Inkoopplatformdrempels voor MKB bij aanbesteden
De markt voor inkoopplatforms of e-commerce groeit. Er komen meer aanbieders. Bekende namen zijn bijvoorbeeld Ariba – van SAP -, Tungsten, GHX, en TBlox. Steeds meer organisaties maken er gebruik. Maar inkoopplatforms verdelen de markt. Kleinere partijen vallen vaak buiten de boot. En hoe verhoudt zich dat bij aanbestedingen tot de bedoeling van de wetgever om de kansen voor het MKB te vergroten?
E-commerce voor de inkoper
Inkoopplatforms of e-commerce beogen in eerste instantie de bestelprocessen van inkoper te stroomlijnen en automatiseren. Er komen elektronische catalogi met producten die medewerkers via het interne netwerk kunnen bestellen met een enkele druk op de knop. Geen bestelbonnetjes, geen e-mailtjes meer. De bestellingen worden automatisch doorgestuurd naar de verkopende partij, de bestelstatus is steeds oproepbaar, net als allerlei leuke grafi ekjes voor management om lekker ‘in control’ te kunnen zijn. Vooral voor grote organisaties bespaart dit veel menskracht en geld.
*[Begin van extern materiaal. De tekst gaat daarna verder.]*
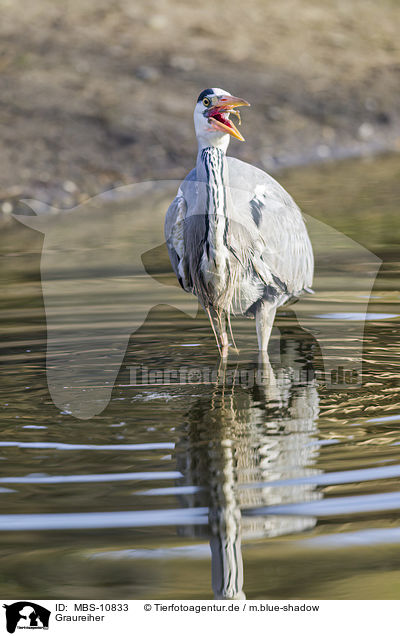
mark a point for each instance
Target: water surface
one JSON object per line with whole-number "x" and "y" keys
{"x": 222, "y": 485}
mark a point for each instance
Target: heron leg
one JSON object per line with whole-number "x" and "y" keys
{"x": 223, "y": 336}
{"x": 265, "y": 316}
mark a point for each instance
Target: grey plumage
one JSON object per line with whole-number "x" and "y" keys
{"x": 237, "y": 240}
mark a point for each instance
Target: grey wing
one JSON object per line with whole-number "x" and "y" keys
{"x": 174, "y": 236}
{"x": 281, "y": 248}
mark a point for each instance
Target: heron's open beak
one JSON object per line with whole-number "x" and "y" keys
{"x": 218, "y": 114}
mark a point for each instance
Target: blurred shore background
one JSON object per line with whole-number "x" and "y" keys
{"x": 96, "y": 94}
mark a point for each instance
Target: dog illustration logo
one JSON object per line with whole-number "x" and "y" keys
{"x": 26, "y": 615}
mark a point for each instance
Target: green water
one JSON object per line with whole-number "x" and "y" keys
{"x": 284, "y": 488}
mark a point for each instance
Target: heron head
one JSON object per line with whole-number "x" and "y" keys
{"x": 212, "y": 114}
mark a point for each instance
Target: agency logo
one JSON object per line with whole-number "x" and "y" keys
{"x": 26, "y": 615}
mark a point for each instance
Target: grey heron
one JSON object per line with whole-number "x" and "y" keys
{"x": 235, "y": 237}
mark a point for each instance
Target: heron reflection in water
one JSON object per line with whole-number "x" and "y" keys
{"x": 235, "y": 447}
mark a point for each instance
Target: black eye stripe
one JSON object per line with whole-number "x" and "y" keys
{"x": 205, "y": 93}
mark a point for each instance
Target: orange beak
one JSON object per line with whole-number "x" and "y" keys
{"x": 218, "y": 114}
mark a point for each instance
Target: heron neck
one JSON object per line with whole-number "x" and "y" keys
{"x": 211, "y": 168}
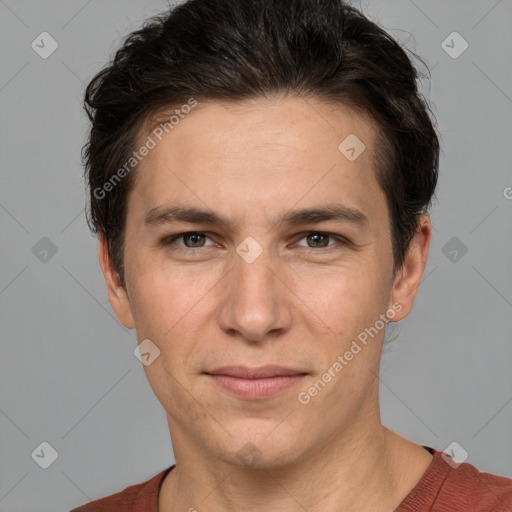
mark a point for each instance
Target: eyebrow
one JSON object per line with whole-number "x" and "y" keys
{"x": 333, "y": 212}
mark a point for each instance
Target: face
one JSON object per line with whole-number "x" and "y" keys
{"x": 266, "y": 275}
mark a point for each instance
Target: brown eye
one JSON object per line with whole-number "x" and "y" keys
{"x": 191, "y": 240}
{"x": 319, "y": 240}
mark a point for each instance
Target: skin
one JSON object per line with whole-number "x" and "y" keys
{"x": 300, "y": 304}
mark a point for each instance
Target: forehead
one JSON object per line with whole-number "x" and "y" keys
{"x": 259, "y": 156}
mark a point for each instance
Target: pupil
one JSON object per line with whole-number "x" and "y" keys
{"x": 315, "y": 237}
{"x": 193, "y": 235}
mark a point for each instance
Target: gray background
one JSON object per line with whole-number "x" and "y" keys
{"x": 68, "y": 375}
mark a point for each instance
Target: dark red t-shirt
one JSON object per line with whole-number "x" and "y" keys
{"x": 442, "y": 488}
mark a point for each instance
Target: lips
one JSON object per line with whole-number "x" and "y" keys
{"x": 255, "y": 383}
{"x": 260, "y": 372}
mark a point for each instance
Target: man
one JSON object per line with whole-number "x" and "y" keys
{"x": 260, "y": 174}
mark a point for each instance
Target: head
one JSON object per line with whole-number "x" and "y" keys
{"x": 297, "y": 129}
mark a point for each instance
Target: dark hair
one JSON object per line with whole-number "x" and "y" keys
{"x": 235, "y": 50}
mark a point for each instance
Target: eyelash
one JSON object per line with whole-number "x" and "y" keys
{"x": 171, "y": 239}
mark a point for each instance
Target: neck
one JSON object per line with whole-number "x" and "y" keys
{"x": 359, "y": 471}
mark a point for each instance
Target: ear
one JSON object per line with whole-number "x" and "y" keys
{"x": 408, "y": 277}
{"x": 117, "y": 295}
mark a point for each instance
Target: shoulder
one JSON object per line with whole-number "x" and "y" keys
{"x": 483, "y": 491}
{"x": 448, "y": 485}
{"x": 141, "y": 497}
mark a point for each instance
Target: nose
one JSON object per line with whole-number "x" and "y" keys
{"x": 256, "y": 303}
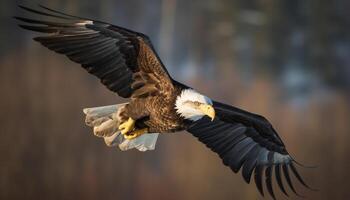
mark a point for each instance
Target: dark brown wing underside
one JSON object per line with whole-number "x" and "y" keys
{"x": 122, "y": 59}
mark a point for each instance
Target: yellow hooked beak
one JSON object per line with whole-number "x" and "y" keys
{"x": 208, "y": 110}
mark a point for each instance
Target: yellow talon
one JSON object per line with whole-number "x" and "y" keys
{"x": 127, "y": 126}
{"x": 135, "y": 134}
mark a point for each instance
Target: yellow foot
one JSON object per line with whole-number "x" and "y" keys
{"x": 135, "y": 134}
{"x": 127, "y": 126}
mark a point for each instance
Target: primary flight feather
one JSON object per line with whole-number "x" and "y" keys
{"x": 127, "y": 64}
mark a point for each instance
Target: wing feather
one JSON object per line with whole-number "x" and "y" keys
{"x": 247, "y": 141}
{"x": 111, "y": 53}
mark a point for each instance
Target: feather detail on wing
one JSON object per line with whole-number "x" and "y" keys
{"x": 248, "y": 142}
{"x": 116, "y": 55}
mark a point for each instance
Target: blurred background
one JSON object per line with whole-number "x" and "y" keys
{"x": 286, "y": 60}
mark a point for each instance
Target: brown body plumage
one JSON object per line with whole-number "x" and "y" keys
{"x": 154, "y": 93}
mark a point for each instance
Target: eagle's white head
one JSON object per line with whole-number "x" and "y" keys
{"x": 193, "y": 105}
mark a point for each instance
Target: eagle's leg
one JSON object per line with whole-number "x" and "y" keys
{"x": 135, "y": 134}
{"x": 127, "y": 126}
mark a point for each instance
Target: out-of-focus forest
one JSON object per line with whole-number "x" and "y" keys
{"x": 286, "y": 60}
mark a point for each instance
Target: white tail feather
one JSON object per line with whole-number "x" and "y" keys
{"x": 105, "y": 124}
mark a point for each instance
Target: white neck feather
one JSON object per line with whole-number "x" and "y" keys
{"x": 185, "y": 110}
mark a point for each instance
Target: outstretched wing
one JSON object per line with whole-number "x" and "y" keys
{"x": 248, "y": 141}
{"x": 123, "y": 60}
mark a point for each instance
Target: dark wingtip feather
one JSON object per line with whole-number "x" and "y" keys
{"x": 305, "y": 166}
{"x": 42, "y": 13}
{"x": 268, "y": 181}
{"x": 289, "y": 181}
{"x": 279, "y": 179}
{"x": 257, "y": 178}
{"x": 42, "y": 29}
{"x": 58, "y": 12}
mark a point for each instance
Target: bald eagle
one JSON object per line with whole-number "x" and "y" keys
{"x": 127, "y": 64}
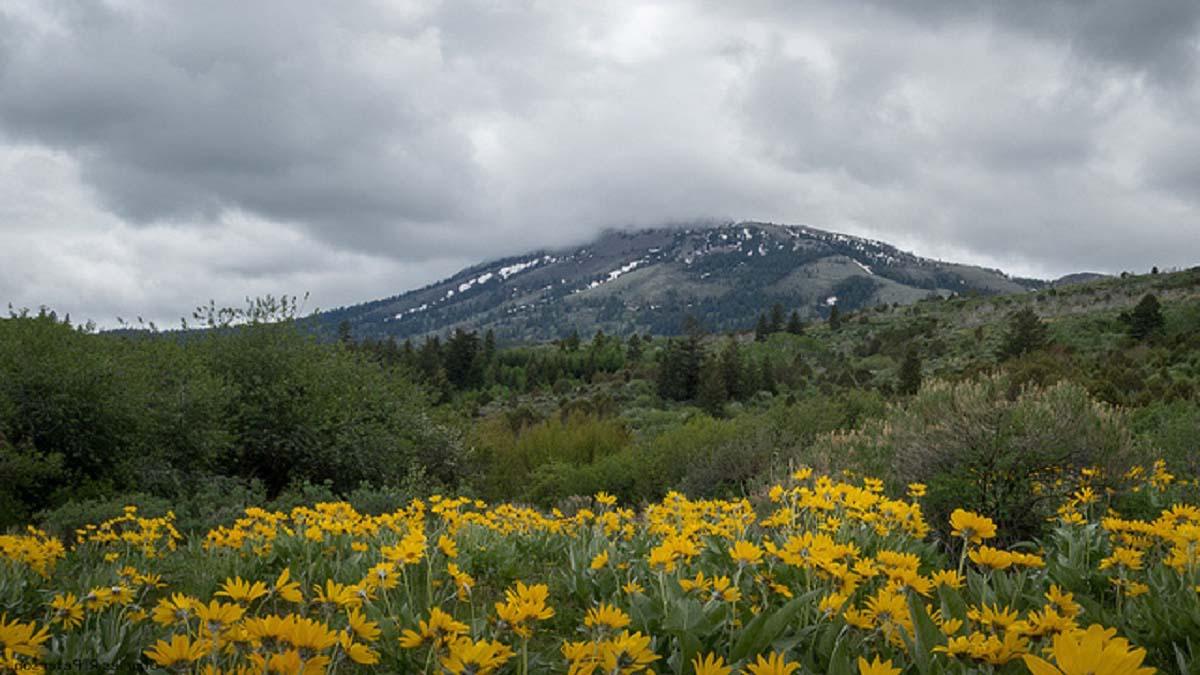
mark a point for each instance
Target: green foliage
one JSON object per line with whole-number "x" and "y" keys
{"x": 509, "y": 457}
{"x": 1026, "y": 333}
{"x": 979, "y": 449}
{"x": 1146, "y": 318}
{"x": 910, "y": 374}
{"x": 87, "y": 416}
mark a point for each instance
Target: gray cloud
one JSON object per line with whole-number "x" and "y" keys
{"x": 156, "y": 154}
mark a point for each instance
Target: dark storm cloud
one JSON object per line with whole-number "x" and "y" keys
{"x": 184, "y": 109}
{"x": 155, "y": 154}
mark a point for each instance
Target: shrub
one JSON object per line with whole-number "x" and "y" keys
{"x": 981, "y": 451}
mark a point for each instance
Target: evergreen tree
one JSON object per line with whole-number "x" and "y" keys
{"x": 767, "y": 380}
{"x": 910, "y": 374}
{"x": 1026, "y": 333}
{"x": 711, "y": 394}
{"x": 679, "y": 369}
{"x": 460, "y": 360}
{"x": 834, "y": 317}
{"x": 777, "y": 318}
{"x": 761, "y": 329}
{"x": 429, "y": 358}
{"x": 732, "y": 370}
{"x": 634, "y": 348}
{"x": 795, "y": 326}
{"x": 571, "y": 344}
{"x": 1146, "y": 318}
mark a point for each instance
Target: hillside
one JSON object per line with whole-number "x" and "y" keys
{"x": 651, "y": 280}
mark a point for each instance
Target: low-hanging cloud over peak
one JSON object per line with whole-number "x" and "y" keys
{"x": 156, "y": 154}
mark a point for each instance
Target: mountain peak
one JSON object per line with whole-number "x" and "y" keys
{"x": 648, "y": 280}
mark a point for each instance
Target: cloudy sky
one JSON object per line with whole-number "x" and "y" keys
{"x": 155, "y": 154}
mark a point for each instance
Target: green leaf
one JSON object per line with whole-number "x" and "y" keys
{"x": 766, "y": 627}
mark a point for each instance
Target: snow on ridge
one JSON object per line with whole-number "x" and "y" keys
{"x": 413, "y": 310}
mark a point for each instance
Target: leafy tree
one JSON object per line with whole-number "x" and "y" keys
{"x": 1026, "y": 333}
{"x": 1146, "y": 318}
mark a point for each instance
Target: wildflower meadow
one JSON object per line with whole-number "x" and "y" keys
{"x": 820, "y": 574}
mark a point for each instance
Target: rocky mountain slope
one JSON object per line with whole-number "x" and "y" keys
{"x": 649, "y": 280}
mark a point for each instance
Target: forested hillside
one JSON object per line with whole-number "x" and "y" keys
{"x": 256, "y": 407}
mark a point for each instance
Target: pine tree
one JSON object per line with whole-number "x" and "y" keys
{"x": 732, "y": 370}
{"x": 460, "y": 359}
{"x": 1146, "y": 318}
{"x": 834, "y": 318}
{"x": 1026, "y": 333}
{"x": 634, "y": 348}
{"x": 679, "y": 369}
{"x": 795, "y": 326}
{"x": 711, "y": 393}
{"x": 767, "y": 380}
{"x": 777, "y": 318}
{"x": 571, "y": 342}
{"x": 761, "y": 329}
{"x": 910, "y": 374}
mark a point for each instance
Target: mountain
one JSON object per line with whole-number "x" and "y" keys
{"x": 649, "y": 280}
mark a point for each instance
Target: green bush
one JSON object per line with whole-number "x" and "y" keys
{"x": 979, "y": 449}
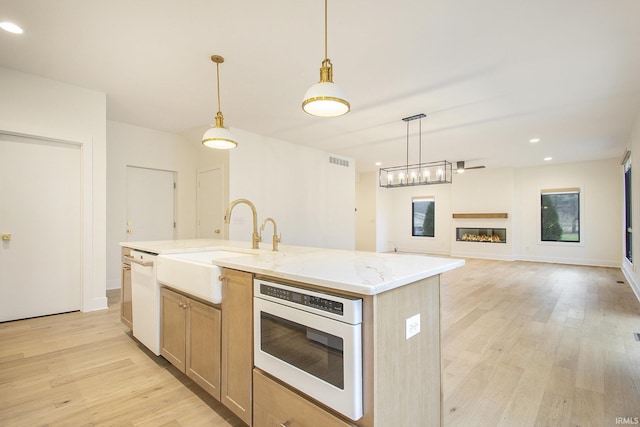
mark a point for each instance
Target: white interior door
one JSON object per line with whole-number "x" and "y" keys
{"x": 40, "y": 208}
{"x": 211, "y": 205}
{"x": 150, "y": 204}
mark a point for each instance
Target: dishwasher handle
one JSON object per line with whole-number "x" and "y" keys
{"x": 142, "y": 262}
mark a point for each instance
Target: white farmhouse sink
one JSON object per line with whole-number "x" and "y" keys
{"x": 194, "y": 273}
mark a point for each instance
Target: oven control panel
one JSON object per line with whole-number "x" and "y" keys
{"x": 344, "y": 308}
{"x": 319, "y": 303}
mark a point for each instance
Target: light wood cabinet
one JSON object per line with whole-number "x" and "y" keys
{"x": 190, "y": 338}
{"x": 237, "y": 342}
{"x": 126, "y": 308}
{"x": 276, "y": 405}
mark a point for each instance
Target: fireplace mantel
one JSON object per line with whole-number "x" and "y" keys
{"x": 480, "y": 215}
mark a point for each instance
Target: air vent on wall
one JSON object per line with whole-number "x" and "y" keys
{"x": 338, "y": 161}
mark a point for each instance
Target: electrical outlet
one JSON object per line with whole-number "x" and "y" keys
{"x": 412, "y": 326}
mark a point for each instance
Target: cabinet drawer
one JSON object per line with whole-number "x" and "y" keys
{"x": 275, "y": 405}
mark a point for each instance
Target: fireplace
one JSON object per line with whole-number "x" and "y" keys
{"x": 482, "y": 235}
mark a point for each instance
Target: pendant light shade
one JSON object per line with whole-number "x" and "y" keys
{"x": 218, "y": 136}
{"x": 325, "y": 98}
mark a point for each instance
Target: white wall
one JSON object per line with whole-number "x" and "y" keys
{"x": 366, "y": 211}
{"x": 312, "y": 201}
{"x": 483, "y": 191}
{"x": 395, "y": 212}
{"x": 517, "y": 193}
{"x": 600, "y": 214}
{"x": 136, "y": 146}
{"x": 631, "y": 271}
{"x": 42, "y": 108}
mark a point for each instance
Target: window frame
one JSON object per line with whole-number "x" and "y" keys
{"x": 414, "y": 199}
{"x": 558, "y": 191}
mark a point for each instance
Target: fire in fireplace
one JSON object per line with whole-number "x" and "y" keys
{"x": 484, "y": 235}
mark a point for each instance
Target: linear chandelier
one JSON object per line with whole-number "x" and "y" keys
{"x": 409, "y": 175}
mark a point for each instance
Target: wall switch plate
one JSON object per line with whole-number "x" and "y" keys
{"x": 412, "y": 326}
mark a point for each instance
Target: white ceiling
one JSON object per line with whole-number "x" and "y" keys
{"x": 489, "y": 75}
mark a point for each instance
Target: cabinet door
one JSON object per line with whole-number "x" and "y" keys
{"x": 237, "y": 342}
{"x": 172, "y": 328}
{"x": 126, "y": 311}
{"x": 203, "y": 346}
{"x": 276, "y": 405}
E-commerce voor de verkoper
De verkopende partij dient op de e-commerce systemen aan te sluiten, wil men zaken kunnen blijven doen. Met bijvoorbeeld Baan, SAP of Oracle is daar goed een mouw aan te passen. Die verwerken de elektronische bestellingen automatisch. De pickorderlijst gaat naar de magazijnrobots, de pakketjes worden automatisch gelabeld, de facturen en zelfs de betalingen worden via het systeem verwerkt. De bulk van de opdrachten kan op deze manier geheel automatisch verwerkt worden.
Voor MKB lastig integreren
Voor kleinere ondernemingen is dit lastig. Hun automatiseringsgraad is veel lager. De beschikbare menskracht om zich in de verschillende systemen te verdiepen, deze te bedienen en de interne processen daarop aan te passen, is beperkt. Bij sommige systemen kunnen ze toch via dat systeem aansluiten door handmatig de orders te downloaden in de portal en facturen, bonnen, status en dergelijke weer te uploaden. Dit vergt veel kennis van het inkoopplatform en levert niet direct besparingen op.
‘Met één uniforme interface aan de achterkant is het probleem opgelost.’ |
Bij hoeveel e-commerce systemen moet je aansluiten?
De inkoopplatforms lijken zich op bepaalde branches te concentreren. Bedrijven met een breed productenpakket, opererend in verschillende branches, lopen de kans dat zij op vele inkoopplatforms aangesloten moeten zijn om nog omzet te kunnen maken. Leidt dit niet tot een shake out van al die mooie kleinere bedrijven met specifieke kennis, producten en kunde? Het leidt er in ieder geval toe dat zij de inkopers zullen moeten overtuigen om gewoon handmatig bestellingen bij hen te blijven doen.
Uniform verkoopplatform en mededinging…
Het probleem van al die verschillende interfaces zou op te lossen moeten zijn. Bijvoorbeeld met een verkoopplatform met één uniforme interface dat aan de achterkant op alle inkoopplatforms kan aansluiten. Georganiseerde verkoop zonder de mededinging te schaden, laat zich moeilijk voorstellen. Maar een uniforme interface zou mogelijk moeten zijn binnen de grenzen van het mededingingsrecht.
E-commerce en aanbesteden
Steeds vaker wordt ook in aanbestedingen als eis gesteld dat de inschrijver moet aansluiten op het inkoopplatform. Voor partijen die niet over de daarvoor benodigde organisatie, kennis en capaciteit beschikken is dit een probleem. Zij worden door deze eis buitengesloten. Het is zaak om daarover tijdig te klagen door het stellen van vragen voor de nota van inlichtingen. Deze eis is vaak niet proportioneel, verhoudt zich niet tot het voorwerp van de opdracht.